The Arizona Cardinals are a professional American football team based in the Phoenix metropolitan area. In 2006, the club began playing all home games at University of Phoenix Stadium in Glendale, a suburb west of Phoenix. The team's headquarters and practice facility are located in Tempe, where they have been located since relocating from St. Louis after the 1987 season. The Cardinals are currently members of the Western Division of the National Football Conference (NFC) in the National Football League (NFL).
The Cardinals are the oldest continuous professional American football club in the United States. The team was formed in 1898 as the Morgan Athletic Club in Chicago. The club was then called the Racine Normals since they were originally located in Normal Park on Chicago's Racine Avenue (not Racine, Wisconsin, as mistaken by many). They then changed their name to the Racine Cardinals after they started wearing dark reddish uniforms, inherited from the collegiate Chicago Maroons. This hand-me-down, low-budget situation would prove to be a good metaphor for the team's chronology.
After becoming a charter member of the NFL in 1920, the club was renamed the Chicago Cardinals, in part to distinguish them from a new franchise that was actually placed in Racine, Wisconsin. In 1944, during the lean years of World War II, the Cardinals temporarily merged into the Pittsburgh Steelers and became one franchise, usually referred to as Card-Pitt, for that one season. The Cardinals moved to St. Louis, Missouri in 1960 becoming the St. Louis Cardinals, often called the "St. Louis Football Cardinals" to distinguish them from the baseball team, and also sometimes called "The Big Red" during some brushes with success in the 1970s. After an unsuccessful campaign for a new football-only stadium in St. Louis, the club relocated to the Phoenix metropolitan area in 1988, first playing at Sun Devil Stadium in the suburb of Tempe. The team was known as the Phoenix Cardinals before it started using "Arizona" in its name in 1994.

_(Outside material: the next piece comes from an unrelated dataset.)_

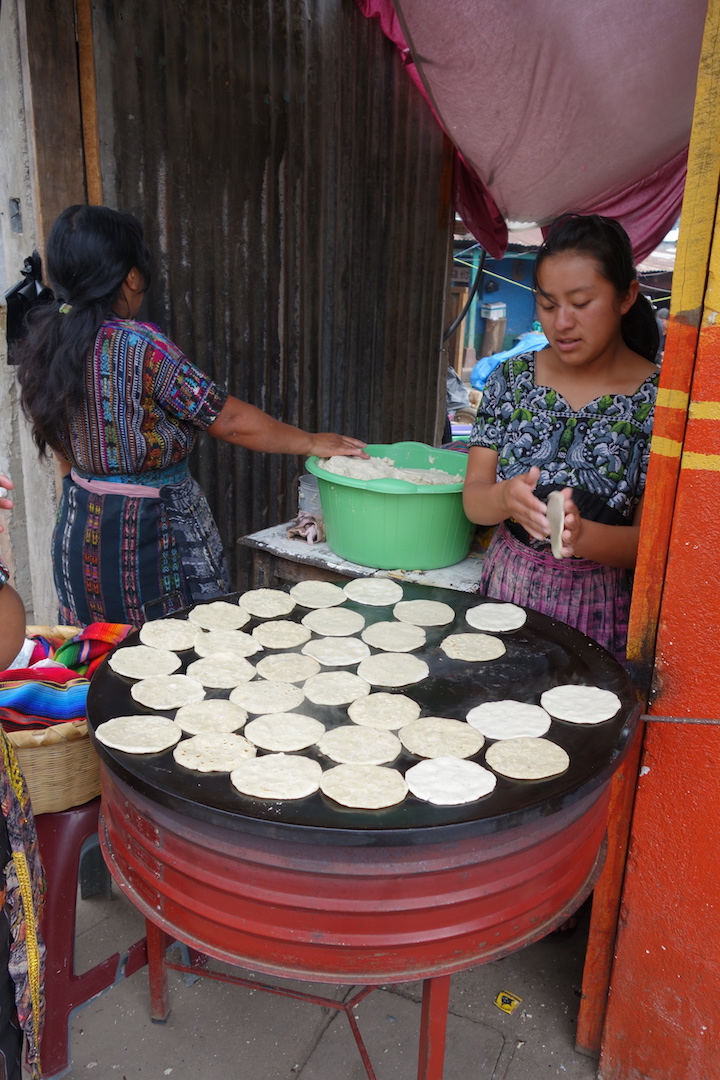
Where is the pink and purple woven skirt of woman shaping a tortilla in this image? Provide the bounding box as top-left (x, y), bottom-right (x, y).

Despite moving to St. Louis and then to Arizona, the Cardinals for decades remained in either an Eastern conference or division. When the league was divided into Eastern and Western conferences prior to the 1953 season, the Cardinals were placed in the East while the Chicago Bears were placed in the West. After the 1970 AFL-NFL Merger, the team was placed in the NFC East. The Cardinals were finally moved to the NFC West despite their complaints as part of the 2002 realignment.
The Cardinals have historically been known as a chronic loser, better known to historians for survival than for very many notable on-field accomplishments. They were NFL Champions in 1925 and 1947 and last played for the NFL title in 1948. Their good post-war years were actually a remarkable comeback for a team that had been derisively called the "Carpets" during their winless season as "Card-Pitt". However, the team has not won a league title nor played in the championship game since then, and thus currently holds the NFL record for the longest championship drought and along with the Houston Texans (founded in 2002) are the only team not to appear in a conference championship game. The team has also won only two division titles (1974 and 1975) since their 1947 NFL championship. Despite being the oldest existing professional football franchise in the United States, the Cardinals have a remarkably lean postseason history, with an all-time record of 2-5 (not counting the 1964 Bert Bell Benefit Bowl). They did win a Wild Card game against the Dallas Cowboys in 1998. The team's foibles have caused popular sportswriter Will Leitch, a fan of the Cardinals, to refer to the franchise as "The Buzzsaw that is the Arizona Cardinals".
The Cardinals conduct their annual summer training camp at Northern Arizona University in Flagstaff.